The American Petroleum Institute, the largest trade association for the oil and natural gas industry in the U.S., said it was “deeply troubled” by the “setbacks for U.S. energy leadership.” The industry has long called for reform to the pipeline-permitting process to include speedier and less rigorous environmental reviews that reduce the opportunity for opponents to file legal challenges. Environmental groups have increasingly pursued lawsuits against the federal and state permits needed for pipelines to move forward.
“Our nation’s outdated and convoluted permitting rules are opening the door for a barrage of baseless, activist-led litigation, undermining American energy progress and denying local communities the environmental, employment and economic benefits modern pipelines provide,” API CEO Mike Sommers said in a statement this week. “The need to reform our broken permitting system has never been more urgent.”
President Donald Trump has attempted to make the permitting process easier for energy projects like pipelines. Last month, he signed an executive order to expedite permitting for infrastructure projects with the aim of giving the economy a boost amid the coronavirus pandemic.

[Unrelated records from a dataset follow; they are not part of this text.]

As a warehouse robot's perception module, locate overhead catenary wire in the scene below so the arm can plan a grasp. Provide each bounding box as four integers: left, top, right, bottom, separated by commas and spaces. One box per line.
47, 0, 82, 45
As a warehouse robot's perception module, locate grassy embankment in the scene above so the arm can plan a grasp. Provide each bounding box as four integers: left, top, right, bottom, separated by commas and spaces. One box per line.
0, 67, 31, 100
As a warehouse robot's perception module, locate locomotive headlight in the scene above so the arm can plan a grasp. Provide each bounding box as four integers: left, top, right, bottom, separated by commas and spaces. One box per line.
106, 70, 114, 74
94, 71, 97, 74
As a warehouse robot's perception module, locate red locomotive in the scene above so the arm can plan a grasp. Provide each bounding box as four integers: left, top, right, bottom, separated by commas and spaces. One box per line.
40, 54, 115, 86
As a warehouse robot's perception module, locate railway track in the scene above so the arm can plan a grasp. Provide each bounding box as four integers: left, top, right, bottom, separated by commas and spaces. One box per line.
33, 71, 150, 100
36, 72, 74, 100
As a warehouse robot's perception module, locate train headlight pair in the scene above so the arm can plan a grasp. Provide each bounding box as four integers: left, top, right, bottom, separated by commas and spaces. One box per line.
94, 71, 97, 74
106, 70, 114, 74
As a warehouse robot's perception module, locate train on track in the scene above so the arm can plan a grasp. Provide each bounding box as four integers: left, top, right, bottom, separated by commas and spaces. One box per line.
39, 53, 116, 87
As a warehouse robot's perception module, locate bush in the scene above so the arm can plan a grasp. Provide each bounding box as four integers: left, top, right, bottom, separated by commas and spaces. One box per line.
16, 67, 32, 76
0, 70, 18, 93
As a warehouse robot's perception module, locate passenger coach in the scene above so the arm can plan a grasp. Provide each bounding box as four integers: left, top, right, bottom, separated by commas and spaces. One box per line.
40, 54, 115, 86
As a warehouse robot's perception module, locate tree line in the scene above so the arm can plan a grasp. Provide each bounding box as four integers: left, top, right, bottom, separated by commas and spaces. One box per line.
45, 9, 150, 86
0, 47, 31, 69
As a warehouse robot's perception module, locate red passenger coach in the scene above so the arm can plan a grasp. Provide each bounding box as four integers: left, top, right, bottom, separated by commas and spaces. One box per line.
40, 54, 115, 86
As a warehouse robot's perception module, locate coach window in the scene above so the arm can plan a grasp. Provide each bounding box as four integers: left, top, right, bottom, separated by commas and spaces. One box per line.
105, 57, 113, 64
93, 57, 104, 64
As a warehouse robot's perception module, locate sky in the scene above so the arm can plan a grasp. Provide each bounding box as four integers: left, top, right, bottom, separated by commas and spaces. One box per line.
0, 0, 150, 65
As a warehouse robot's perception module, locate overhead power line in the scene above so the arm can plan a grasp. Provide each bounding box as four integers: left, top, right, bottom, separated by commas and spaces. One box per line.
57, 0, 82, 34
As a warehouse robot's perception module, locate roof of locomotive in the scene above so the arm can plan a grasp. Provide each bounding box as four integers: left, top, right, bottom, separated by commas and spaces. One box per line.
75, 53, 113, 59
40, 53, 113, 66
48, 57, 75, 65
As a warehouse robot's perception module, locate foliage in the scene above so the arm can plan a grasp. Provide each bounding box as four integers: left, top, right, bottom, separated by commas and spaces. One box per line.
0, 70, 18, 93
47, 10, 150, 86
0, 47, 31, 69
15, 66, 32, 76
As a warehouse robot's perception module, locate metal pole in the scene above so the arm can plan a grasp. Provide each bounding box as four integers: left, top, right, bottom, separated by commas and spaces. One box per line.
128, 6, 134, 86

The pipeline decisions are a blow to the administration, which has made it a priority to expand U.S. oil and gas infrastructure. Energy Secretary Dan Brouillette blamed the Atlantic Coast Pipeline outcome on “the well-funded, obstructionist environmental lobby.”
The decisions, however, will likely only add “some much needed invigoration” to groups fighting pipelines, according to Emily Hammond, a senior associate dean at George Washington University Law School.
“All of these results reinforce that meaningful and important role for grassroots campaigns really in the very fabric of our society,” Hammond says.
The setbacks for the oil and gas industry come during a time when its future is increasingly unclear. The coronavirus pandemic has disrupted the markets, sending oil and gas demand plummeting. The recent resurgence of cases in the U.S. has again threatened the oil market, which had started showing signs of rebounding after the initial outbreak. U.S. exports of liquified natural gas have significantly fallen, undoubtedly raising questions about future investments in pipelines. Between the virus and pressure from the public to act on climate change, these decisions could serve as the latest “warning flag” to energy companies, according to Hammond, who expects the decision to “snowball on some of the other projects that are planned.”
“We are in the midst of an energy shift,” Hammond says. “Watching the energy companies navigate that shift, the ones who may survive, I think, are the ones that view the future as one of renewable energy and energy solutions as opposed to relying on fossil fuels simply as long as they can.”
Hammond believes the projects need to also answer calls for environmental and social justice as well as corporate accountability.
“It’s not just that the oil and gas industry is vulnerable to a pandemic,” Hammond says. “It’s that a pandemic might have been the final straw, given its other vulnerabilities on the bases of justice and accountability.”